There is a similar picture with regard to the health problems caused by such work. I ask if, on the Health Council, problems like the one he had mentioned are discussed, that of people intoxicated by glue. He states that it was covered once, because the hospital was overloaded, but that he doesn’t know “what things are like today: it must be more under wraps… I don’t know if the industries solved the problem... I don’t have any recent data on that”. The black Box, of which the director of UNECOM speaks, caught a glimpse of an opening, but was soon closed, and the problem disappeared from the agenda...
The Coordinator emphasizes one element of the cycle of concealment – terror, revealing expressions that that floated in the air of the town and factories.
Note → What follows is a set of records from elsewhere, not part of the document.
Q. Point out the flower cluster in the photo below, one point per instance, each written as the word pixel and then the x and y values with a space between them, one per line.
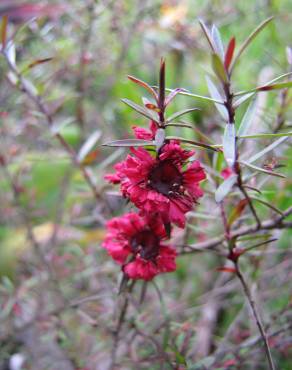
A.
pixel 164 186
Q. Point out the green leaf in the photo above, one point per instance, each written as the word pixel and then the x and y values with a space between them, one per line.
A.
pixel 4 24
pixel 277 210
pixel 225 188
pixel 177 124
pixel 237 211
pixel 129 142
pixel 88 146
pixel 249 40
pixel 216 96
pixel 267 149
pixel 159 138
pixel 263 170
pixel 266 135
pixel 143 84
pixel 217 42
pixel 278 86
pixel 267 86
pixel 180 113
pixel 229 144
pixel 218 68
pixel 138 108
pixel 247 118
pixel 242 99
pixel 192 142
pixel 201 97
pixel 207 34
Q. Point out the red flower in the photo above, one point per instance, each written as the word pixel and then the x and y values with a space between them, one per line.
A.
pixel 161 185
pixel 226 172
pixel 135 242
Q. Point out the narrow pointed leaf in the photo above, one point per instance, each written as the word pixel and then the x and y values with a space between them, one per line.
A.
pixel 159 138
pixel 247 118
pixel 289 55
pixel 217 97
pixel 258 245
pixel 207 34
pixel 180 113
pixel 172 95
pixel 225 188
pixel 192 142
pixel 161 96
pixel 217 42
pixel 229 144
pixel 242 99
pixel 231 270
pixel 278 86
pixel 277 210
pixel 250 39
pixel 39 61
pixel 263 170
pixel 266 135
pixel 267 85
pixel 229 53
pixel 201 97
pixel 4 31
pixel 138 108
pixel 129 142
pixel 237 211
pixel 179 125
pixel 267 149
pixel 218 68
pixel 143 84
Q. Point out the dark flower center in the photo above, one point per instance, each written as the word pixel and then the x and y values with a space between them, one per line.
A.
pixel 145 243
pixel 166 179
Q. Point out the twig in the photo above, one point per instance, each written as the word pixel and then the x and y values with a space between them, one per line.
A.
pixel 277 223
pixel 256 315
pixel 37 100
pixel 117 330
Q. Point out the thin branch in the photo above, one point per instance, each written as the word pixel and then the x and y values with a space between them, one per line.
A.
pixel 277 223
pixel 256 315
pixel 37 100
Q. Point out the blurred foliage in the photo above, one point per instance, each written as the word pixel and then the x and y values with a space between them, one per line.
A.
pixel 94 46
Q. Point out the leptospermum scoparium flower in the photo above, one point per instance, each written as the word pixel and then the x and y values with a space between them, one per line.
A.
pixel 164 184
pixel 135 242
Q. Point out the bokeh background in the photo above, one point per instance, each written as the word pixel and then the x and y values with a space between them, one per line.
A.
pixel 59 304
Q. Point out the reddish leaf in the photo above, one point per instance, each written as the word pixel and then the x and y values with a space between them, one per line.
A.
pixel 229 53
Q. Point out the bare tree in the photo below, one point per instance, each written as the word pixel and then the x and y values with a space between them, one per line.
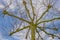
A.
pixel 32 20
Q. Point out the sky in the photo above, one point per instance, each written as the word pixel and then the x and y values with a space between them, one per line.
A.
pixel 5 21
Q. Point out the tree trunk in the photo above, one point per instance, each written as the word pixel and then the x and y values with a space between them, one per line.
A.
pixel 33 34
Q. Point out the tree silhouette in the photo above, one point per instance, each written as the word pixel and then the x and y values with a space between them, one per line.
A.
pixel 33 21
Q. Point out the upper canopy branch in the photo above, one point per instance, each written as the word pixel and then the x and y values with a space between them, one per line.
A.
pixel 48 7
pixel 19 29
pixel 48 20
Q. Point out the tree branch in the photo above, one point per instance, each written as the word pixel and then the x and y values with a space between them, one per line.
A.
pixel 48 20
pixel 17 30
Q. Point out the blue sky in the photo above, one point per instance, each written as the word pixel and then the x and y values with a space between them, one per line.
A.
pixel 5 21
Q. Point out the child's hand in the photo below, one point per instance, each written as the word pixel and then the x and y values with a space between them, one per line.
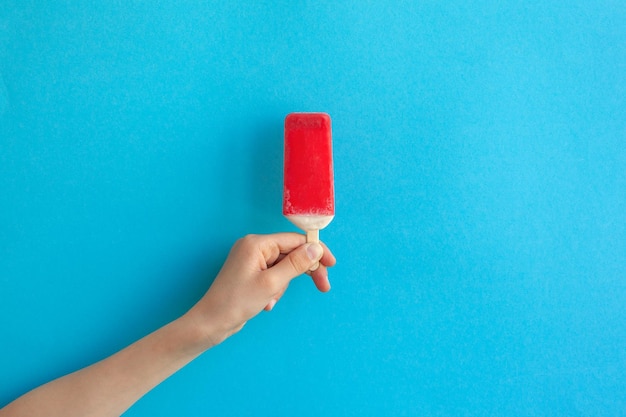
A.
pixel 255 276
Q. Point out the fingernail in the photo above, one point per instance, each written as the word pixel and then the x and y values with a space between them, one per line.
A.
pixel 314 251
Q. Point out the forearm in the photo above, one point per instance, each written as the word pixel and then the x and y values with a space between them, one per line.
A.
pixel 111 386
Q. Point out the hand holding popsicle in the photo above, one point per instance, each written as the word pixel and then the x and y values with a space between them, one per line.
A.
pixel 308 192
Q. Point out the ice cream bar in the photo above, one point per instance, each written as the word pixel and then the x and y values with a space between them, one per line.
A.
pixel 308 191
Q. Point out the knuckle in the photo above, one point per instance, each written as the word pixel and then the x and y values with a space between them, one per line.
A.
pixel 299 262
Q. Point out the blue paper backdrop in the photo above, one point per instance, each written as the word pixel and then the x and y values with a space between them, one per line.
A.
pixel 480 162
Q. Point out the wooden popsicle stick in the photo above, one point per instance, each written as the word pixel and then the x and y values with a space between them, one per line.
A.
pixel 313 236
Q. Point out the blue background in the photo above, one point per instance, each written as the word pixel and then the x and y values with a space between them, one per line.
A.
pixel 480 162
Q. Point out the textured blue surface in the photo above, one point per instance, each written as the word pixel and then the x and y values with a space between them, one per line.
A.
pixel 480 162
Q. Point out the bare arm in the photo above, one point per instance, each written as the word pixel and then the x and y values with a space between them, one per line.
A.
pixel 253 278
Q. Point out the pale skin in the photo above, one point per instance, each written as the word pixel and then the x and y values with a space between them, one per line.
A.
pixel 254 277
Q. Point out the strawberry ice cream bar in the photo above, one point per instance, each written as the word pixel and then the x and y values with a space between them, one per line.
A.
pixel 308 192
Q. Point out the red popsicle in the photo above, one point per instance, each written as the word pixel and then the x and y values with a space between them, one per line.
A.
pixel 308 192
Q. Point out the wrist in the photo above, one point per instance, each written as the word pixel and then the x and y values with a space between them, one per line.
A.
pixel 204 330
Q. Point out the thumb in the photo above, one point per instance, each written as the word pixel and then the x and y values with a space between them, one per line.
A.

Like Dejours [17] he perceives the feedback relationship between unemployment and the subjugation of those who are employed:
‘Don’t complain because otherwise the factory will close up and you’ll lose your salary’; ‘don’t complain because otherwise we’ll fire you, there are fifteen or twenty people out there waiting’… Although we have a few factories we didn’t have before, there is still a large group of workers outside trying to get a job, and this terrifies those who are inside! Because, ‘look, you can’t complain, you have your trade union here’ – the trade unions are formed on the inside… they don’t come near to helping at all (evasive)...
I wonder how these issues constitute problems in Maranguape, if the workers didn’t receive any information about this during their training; if the Health System is not prepared to make such diagnoses; if the trade union doesn’t recognize these rights; if “we don’t have any data” about environmental impact”...
Thus, the Coordinator of the Community Council Chamber of Maranguape, shares with other local leaders a development project which reinforces agricultural traditions and the region’s potential. It incorporates industries in the project, provided they are “decent”. His evaluation is that, to date, they have had the positive effect of income generation for some people, but they have generated many other problems – some of which are only now being understood.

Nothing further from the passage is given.